Staf Khusus Menteri Keuangan Bidang Komunikasi Strategis Yustinus Prastowo menjelaskan bahwa posisi yang dijabat Sri Mulyani tersebut merupakan amanat dari UU karena terkait dengan aspek-aspek kebendaharaan negara.
“Itu adalah amanah UU, Ex Officio Menteri Keuangan itu perintah UU, karena jabatannya, bukan karena orangnya,” katanya kepada wartawan di Kementerian Keuangan, Jumat (10/3/2023).
Yustinus menjelaskan bahwa jabatan Sri Mulyani di luar menteri keuangan tersebut tidak menghasilkan baik gaji, tunjangan, maupun honorarium.

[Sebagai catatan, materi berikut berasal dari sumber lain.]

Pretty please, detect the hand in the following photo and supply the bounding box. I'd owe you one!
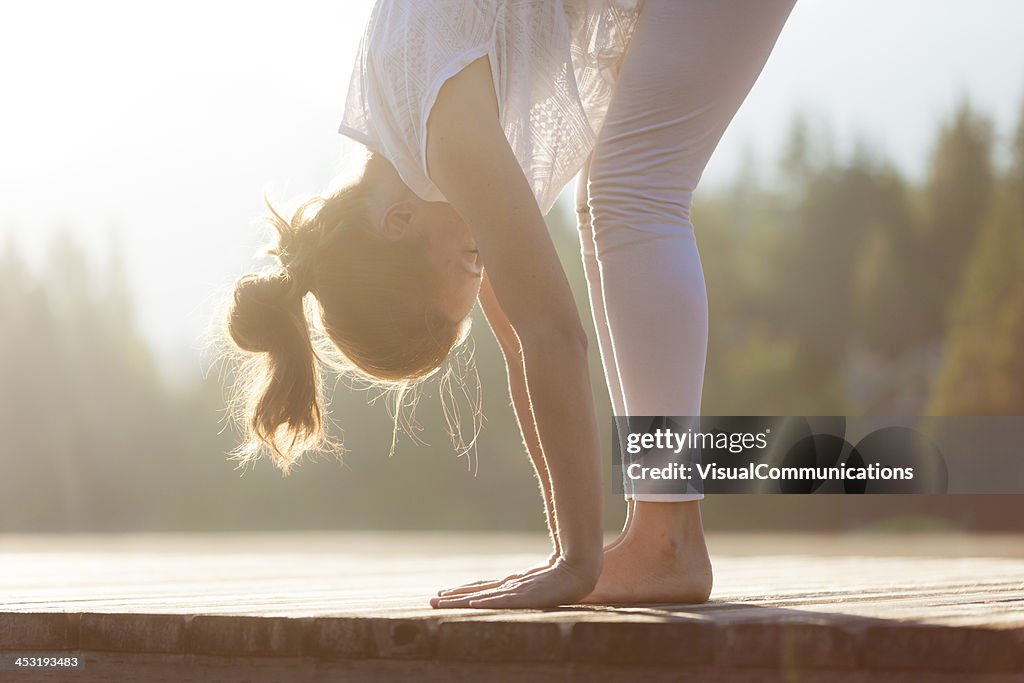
[430,557,599,609]
[435,552,559,598]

“Jadi justru sebenarnya kalau kita balik, mau tidak orang dibebani rangkap jabatan sampai 30 tapi penghasilannya cuma satu?” tuturnya.
Die kembali menegaskan, rangkap jabatan Sri Mulyani semata-mata dilakukan untuk menjalankan tugas dan fungsi menteri keuangan sebagai bendahara negara.
Baca Juga
Sebelumnya, di acara Kick Andy Double Check, Sri Mulyani mengaku bahwa dirinya merangkap 30 jabatan, di antaranya sebagai Ketua Komite Stabilitas Sistem Keuangan (KSSK), Anggota SKK Migas, hingga Dewan Energi Nasional.

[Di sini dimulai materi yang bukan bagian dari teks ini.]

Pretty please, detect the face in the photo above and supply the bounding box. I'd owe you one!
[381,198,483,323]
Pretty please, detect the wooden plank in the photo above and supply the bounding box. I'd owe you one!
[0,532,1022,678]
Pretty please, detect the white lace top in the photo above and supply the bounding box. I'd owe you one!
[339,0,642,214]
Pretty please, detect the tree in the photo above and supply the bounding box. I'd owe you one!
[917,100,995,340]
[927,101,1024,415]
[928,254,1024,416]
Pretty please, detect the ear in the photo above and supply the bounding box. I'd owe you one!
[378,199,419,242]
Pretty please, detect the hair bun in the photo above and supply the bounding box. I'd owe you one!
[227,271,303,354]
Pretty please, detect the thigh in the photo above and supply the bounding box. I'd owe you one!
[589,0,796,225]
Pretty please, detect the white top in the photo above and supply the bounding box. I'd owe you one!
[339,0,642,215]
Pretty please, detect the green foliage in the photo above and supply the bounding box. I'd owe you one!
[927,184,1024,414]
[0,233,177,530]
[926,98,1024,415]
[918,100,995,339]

“Saya ini rangkap 30 jabatan karena hampir semua meminta saya menduduki jabatan,” katanya.
Dia juga mengaku tidak mendapatkan gaji tambahan dari jabatannya tersebut, sesuai dengan UU Keuangan Negara bahwa seorang menteri hanya boleh menerima gaji dari satu sumber.
“Menurut UU Keuangan Negara, saya tidak boleh menerima gaji lebih dari satu,” jelas Sri Mulyani.
Adapun isu rangkap jabatan pejabat negara menjadi perhatian seiring adanya sorotan soal kekayaan tidak wajar dari sejumlah pejabat Kementerian Keuangan.
Pasalnya, rangkap jabatan membuat petinggi negara itu bisa mendapatkan 'penghasilan tambahan' selain gaji dan tunjangannya sebagai aparatur sipil negara (ASN).
Forum Indonesia untuk Transparansi Anggaran (Fitra) mencatat bahwa dari 243 jabatan komisaris di perusahaan pelat merah, di antaranya terdapat 95 aparatur negara yang merangkap jabatan. Mereka menjadi komisaris di badan usaha milik negara (BUMN) maupun anak usahanya.